A multifunctional platform is a diesel or biofuel engine connected to various tools such as huskers, battery chargers or water pumps and it is a tool for empowerment of women and financial independence of deprived minorities. In 1994 the first of such multifunctional platforms were installed in Mali and Burkina Faso to combat poverty, especially amongst women who do most of the work in developing countries, yet are often financially dependent on their husbands. The project, simply known as the “Mali multifunctional platform,” is a time-weathered best practice for successful community work that frees rural women of two to six hours of work every day, gives them an income and thereby empowers them. When I studied international development this project was the example to follow.

Arts organizations around the world often struggle to build meaningful, sustainable relations with their community. Work with the community, rather than simply for them. Such organizations can learn a thing or two from the Mali multifunctional platform.

A significant part of community work, in development and the arts alike, is done for the wrong reasons. A politician wants nice pictures for the money he donates, a manager wants to spend some time in Africa “giving back” or a gallery needs to comply with a funderʼs checklist. Community projects that start that way are not about the community; they are about the institution.

Most of the earlier development work was initiated this way. NGOs and governments went into communities to do projects targeted at what they saw and believed was right. Women, invisible in their kitchen or walking miles to fetch water, often missed out when their more vocal husbands scored another improvement. The Mali multifunctional platform project managed to avoid this by specifically addressing a need of women in the communities, a need for less drudgery and financial independence.

Successful community work means to stop looking for what a community can do for you and to start discovering how you can help the community with something they really need. Only then can an arts organization work with a community, rather than work for them in the hopes of some return. This means a good community project is not drawn up behind a computer from the safety of your institution, but together with members of the community, in the scary world outside.

Museum Rotterdam, one of my all-time favorite museums, has an urban curator who – in her own words – spends her days cycling around town to find projects the museum can contribute to in a valuable way. For one of their signature projects they went so deep into a community that about the only thing they brought back to their venue was a pair of Uggs and a fake Blackberry. At the same time they changed the lives of many people with their work.
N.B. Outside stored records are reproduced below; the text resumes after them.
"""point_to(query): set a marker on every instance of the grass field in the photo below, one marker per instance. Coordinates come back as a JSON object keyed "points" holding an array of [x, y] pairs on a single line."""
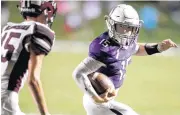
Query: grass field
{"points": [[152, 86]]}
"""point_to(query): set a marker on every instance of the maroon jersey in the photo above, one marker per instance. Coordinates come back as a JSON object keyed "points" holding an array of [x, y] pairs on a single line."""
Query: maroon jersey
{"points": [[16, 40]]}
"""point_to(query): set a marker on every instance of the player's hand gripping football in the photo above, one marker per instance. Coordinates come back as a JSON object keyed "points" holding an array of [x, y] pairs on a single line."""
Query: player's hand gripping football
{"points": [[105, 97], [166, 44]]}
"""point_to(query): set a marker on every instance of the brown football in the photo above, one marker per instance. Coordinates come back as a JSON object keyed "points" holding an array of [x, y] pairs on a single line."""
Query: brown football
{"points": [[100, 82]]}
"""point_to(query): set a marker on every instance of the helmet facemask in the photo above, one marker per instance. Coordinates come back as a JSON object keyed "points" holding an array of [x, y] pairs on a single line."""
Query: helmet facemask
{"points": [[122, 33], [35, 8]]}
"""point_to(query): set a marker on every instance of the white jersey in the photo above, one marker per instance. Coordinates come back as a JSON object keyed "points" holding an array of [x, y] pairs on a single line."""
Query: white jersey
{"points": [[16, 39]]}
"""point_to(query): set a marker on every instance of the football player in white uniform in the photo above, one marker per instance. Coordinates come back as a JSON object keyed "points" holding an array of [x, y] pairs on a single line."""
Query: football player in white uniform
{"points": [[23, 47], [109, 54]]}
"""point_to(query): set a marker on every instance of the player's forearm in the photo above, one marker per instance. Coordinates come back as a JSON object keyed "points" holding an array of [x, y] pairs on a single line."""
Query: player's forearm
{"points": [[38, 94], [147, 49], [84, 84], [87, 66]]}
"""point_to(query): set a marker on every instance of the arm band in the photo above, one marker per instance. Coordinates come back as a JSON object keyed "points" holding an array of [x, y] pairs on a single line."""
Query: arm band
{"points": [[151, 49]]}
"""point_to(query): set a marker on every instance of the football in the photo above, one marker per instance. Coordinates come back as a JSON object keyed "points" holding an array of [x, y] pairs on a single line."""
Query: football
{"points": [[100, 82]]}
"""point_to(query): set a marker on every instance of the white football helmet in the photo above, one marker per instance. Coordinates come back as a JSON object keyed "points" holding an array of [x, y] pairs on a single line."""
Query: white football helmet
{"points": [[123, 24]]}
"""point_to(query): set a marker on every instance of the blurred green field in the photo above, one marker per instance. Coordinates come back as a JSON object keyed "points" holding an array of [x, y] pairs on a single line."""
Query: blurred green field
{"points": [[166, 27], [151, 87]]}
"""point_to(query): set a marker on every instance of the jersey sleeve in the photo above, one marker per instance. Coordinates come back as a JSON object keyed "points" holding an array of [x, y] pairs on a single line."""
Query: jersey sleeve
{"points": [[42, 40], [96, 51]]}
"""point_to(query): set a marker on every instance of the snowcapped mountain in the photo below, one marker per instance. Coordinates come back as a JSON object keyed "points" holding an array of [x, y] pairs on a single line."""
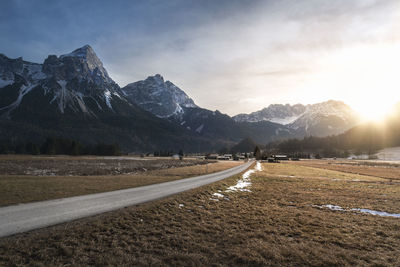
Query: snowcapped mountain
{"points": [[162, 98], [75, 82], [72, 96], [321, 119], [277, 113], [326, 118]]}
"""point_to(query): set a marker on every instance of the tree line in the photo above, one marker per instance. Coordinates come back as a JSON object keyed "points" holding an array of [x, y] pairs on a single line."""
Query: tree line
{"points": [[59, 146]]}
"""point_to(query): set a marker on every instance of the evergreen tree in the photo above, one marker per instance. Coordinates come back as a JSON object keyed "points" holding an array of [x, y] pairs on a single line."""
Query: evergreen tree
{"points": [[257, 153]]}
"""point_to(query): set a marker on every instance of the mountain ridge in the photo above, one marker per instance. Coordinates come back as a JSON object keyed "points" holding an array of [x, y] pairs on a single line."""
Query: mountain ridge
{"points": [[73, 91]]}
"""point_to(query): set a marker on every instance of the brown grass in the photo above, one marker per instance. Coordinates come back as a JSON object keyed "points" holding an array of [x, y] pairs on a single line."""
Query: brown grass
{"points": [[276, 224], [27, 188], [383, 170]]}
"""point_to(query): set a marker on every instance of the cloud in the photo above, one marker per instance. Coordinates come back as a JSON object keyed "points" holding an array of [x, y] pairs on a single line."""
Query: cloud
{"points": [[222, 53]]}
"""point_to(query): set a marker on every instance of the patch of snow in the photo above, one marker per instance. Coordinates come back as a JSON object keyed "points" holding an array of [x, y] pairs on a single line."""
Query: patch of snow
{"points": [[218, 195], [285, 120], [35, 71], [332, 207], [22, 92], [4, 83], [116, 94], [379, 213], [200, 128], [245, 182], [108, 97], [61, 102]]}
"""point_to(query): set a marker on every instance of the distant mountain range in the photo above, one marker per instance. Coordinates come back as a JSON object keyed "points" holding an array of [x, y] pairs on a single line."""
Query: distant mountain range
{"points": [[72, 96]]}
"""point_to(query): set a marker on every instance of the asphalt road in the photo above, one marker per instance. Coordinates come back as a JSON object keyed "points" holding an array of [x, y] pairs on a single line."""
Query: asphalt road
{"points": [[25, 217]]}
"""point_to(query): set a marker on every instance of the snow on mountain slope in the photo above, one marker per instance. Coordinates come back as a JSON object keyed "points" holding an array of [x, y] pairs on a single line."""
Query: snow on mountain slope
{"points": [[277, 113], [162, 98], [72, 80], [327, 118]]}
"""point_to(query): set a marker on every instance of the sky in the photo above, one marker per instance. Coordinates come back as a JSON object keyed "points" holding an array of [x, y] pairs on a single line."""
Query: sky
{"points": [[230, 55]]}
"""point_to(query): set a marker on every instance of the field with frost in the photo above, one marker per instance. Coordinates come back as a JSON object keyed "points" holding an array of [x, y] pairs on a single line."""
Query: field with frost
{"points": [[35, 178], [272, 214]]}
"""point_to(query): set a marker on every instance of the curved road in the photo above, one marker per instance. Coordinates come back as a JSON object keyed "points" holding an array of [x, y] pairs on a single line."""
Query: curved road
{"points": [[25, 217]]}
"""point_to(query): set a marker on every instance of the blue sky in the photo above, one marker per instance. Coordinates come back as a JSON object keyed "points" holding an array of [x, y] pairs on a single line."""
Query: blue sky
{"points": [[235, 56]]}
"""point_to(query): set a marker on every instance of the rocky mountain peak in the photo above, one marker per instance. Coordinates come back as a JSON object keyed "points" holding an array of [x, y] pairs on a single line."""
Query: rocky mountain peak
{"points": [[82, 63], [162, 98]]}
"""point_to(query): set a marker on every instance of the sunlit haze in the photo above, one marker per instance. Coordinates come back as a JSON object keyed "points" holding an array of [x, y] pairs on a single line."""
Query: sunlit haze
{"points": [[234, 56]]}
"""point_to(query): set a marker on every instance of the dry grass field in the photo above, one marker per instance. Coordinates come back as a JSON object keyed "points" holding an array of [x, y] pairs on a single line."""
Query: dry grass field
{"points": [[283, 221], [372, 168], [28, 178]]}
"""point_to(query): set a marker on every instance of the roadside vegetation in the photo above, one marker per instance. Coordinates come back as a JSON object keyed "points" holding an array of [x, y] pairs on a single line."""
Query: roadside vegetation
{"points": [[283, 221], [32, 178]]}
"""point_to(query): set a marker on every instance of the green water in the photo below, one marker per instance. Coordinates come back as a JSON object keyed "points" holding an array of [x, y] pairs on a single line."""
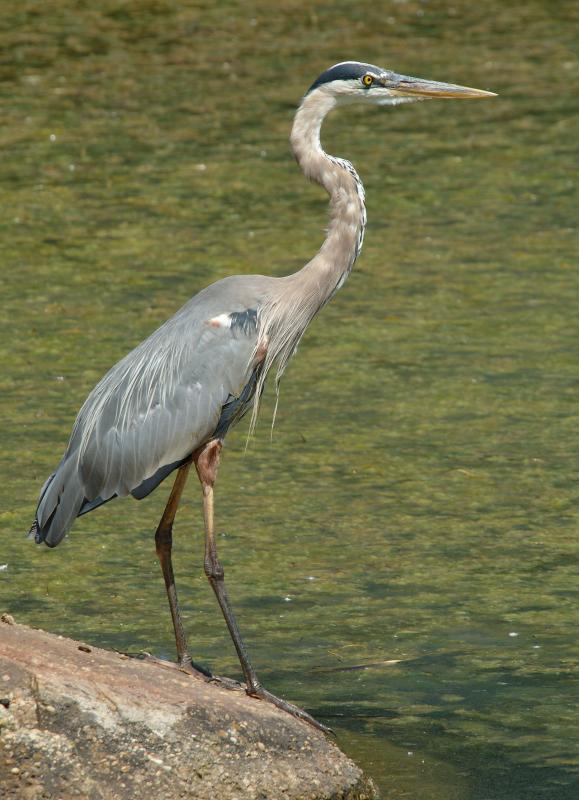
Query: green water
{"points": [[419, 498]]}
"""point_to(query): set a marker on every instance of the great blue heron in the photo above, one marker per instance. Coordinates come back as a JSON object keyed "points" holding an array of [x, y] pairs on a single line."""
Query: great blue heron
{"points": [[170, 402]]}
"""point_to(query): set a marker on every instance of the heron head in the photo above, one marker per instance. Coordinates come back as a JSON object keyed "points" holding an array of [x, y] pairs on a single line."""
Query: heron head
{"points": [[355, 82]]}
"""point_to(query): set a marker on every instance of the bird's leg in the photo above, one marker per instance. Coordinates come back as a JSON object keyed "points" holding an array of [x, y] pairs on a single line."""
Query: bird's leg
{"points": [[206, 462], [163, 546]]}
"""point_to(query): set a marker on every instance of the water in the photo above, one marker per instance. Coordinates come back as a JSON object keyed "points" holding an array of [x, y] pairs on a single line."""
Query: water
{"points": [[418, 502]]}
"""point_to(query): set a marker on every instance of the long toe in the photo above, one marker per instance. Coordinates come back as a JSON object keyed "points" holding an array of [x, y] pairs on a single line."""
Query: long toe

Of course, this is scary. And just to be clear: Iʼm not a saint. I also find it hard to step into a community center run by a local minority on a rainy Tuesday evening and I prefer to hang back when we hit the street to interview passers-by. Yet, this is where a successful participatory project starts. We didnʼt get the best contributions to the National Vending Machine from the people who came to visit the exhibition; some of the prime stories and ideas were collected at minus something degrees on a fair in a small, remote town.
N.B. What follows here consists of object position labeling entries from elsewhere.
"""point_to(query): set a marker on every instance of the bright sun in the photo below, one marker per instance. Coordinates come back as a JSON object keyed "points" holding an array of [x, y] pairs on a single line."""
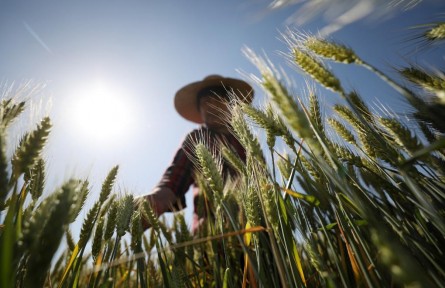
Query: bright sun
{"points": [[101, 113]]}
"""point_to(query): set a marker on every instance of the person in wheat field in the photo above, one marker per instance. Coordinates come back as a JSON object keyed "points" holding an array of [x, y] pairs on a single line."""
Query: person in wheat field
{"points": [[204, 102]]}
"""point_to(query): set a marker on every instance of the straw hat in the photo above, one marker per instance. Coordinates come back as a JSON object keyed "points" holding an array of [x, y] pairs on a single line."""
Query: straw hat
{"points": [[186, 97]]}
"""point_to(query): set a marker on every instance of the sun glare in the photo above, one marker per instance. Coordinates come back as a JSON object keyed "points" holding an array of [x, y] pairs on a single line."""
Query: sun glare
{"points": [[101, 113]]}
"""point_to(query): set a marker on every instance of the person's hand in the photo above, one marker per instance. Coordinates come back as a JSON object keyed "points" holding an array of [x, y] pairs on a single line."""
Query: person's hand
{"points": [[160, 200]]}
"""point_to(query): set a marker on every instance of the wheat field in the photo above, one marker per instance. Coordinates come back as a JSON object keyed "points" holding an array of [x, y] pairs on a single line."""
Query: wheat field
{"points": [[355, 200]]}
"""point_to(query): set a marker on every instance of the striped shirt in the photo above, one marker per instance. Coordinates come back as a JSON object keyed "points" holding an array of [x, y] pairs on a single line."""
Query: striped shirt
{"points": [[180, 175]]}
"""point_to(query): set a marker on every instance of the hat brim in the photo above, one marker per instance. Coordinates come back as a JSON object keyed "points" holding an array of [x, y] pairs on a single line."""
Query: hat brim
{"points": [[186, 97]]}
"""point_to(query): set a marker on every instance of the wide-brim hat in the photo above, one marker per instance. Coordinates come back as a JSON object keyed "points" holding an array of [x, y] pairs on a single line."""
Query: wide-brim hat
{"points": [[186, 97]]}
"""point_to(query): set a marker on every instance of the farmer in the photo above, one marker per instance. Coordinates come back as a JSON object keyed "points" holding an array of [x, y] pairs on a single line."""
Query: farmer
{"points": [[205, 102]]}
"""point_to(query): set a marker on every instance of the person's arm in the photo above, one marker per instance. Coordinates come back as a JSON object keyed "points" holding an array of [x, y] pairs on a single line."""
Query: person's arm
{"points": [[169, 194]]}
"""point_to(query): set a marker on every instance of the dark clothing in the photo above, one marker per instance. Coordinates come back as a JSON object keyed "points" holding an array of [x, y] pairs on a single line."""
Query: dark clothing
{"points": [[180, 175]]}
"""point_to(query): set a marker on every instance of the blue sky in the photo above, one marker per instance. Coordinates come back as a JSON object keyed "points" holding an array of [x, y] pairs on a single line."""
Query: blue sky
{"points": [[136, 54]]}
The Internet has made meaningful community work much harder. Never before has it been easier never to leave your desk and still feel like youʼre connecting with people in a meaningful way. Hurray, another retweet! If you want to work with your community, unplug your computer and turn your smartphone off. Boredom will drive you to the people visiting your venue or – better still – the world outside where you will talk to real community members.

It took years before I saw my first multifunctional platform in the wild. It was a strikingly disappointing meeting with a unpretentious set of rusting tools. The thing Iʼd been hearing about for years proved to be nothing in comparison to its fame. I realized that is because the best community work in the world is focused on the community, the process and the added value, not on nice pictures, beautiful installations or a grand opening. Working with a community is not necessarily glamorous. It can be extremely fulfilling, though, which is hard to explain to funders but more than worth the effort.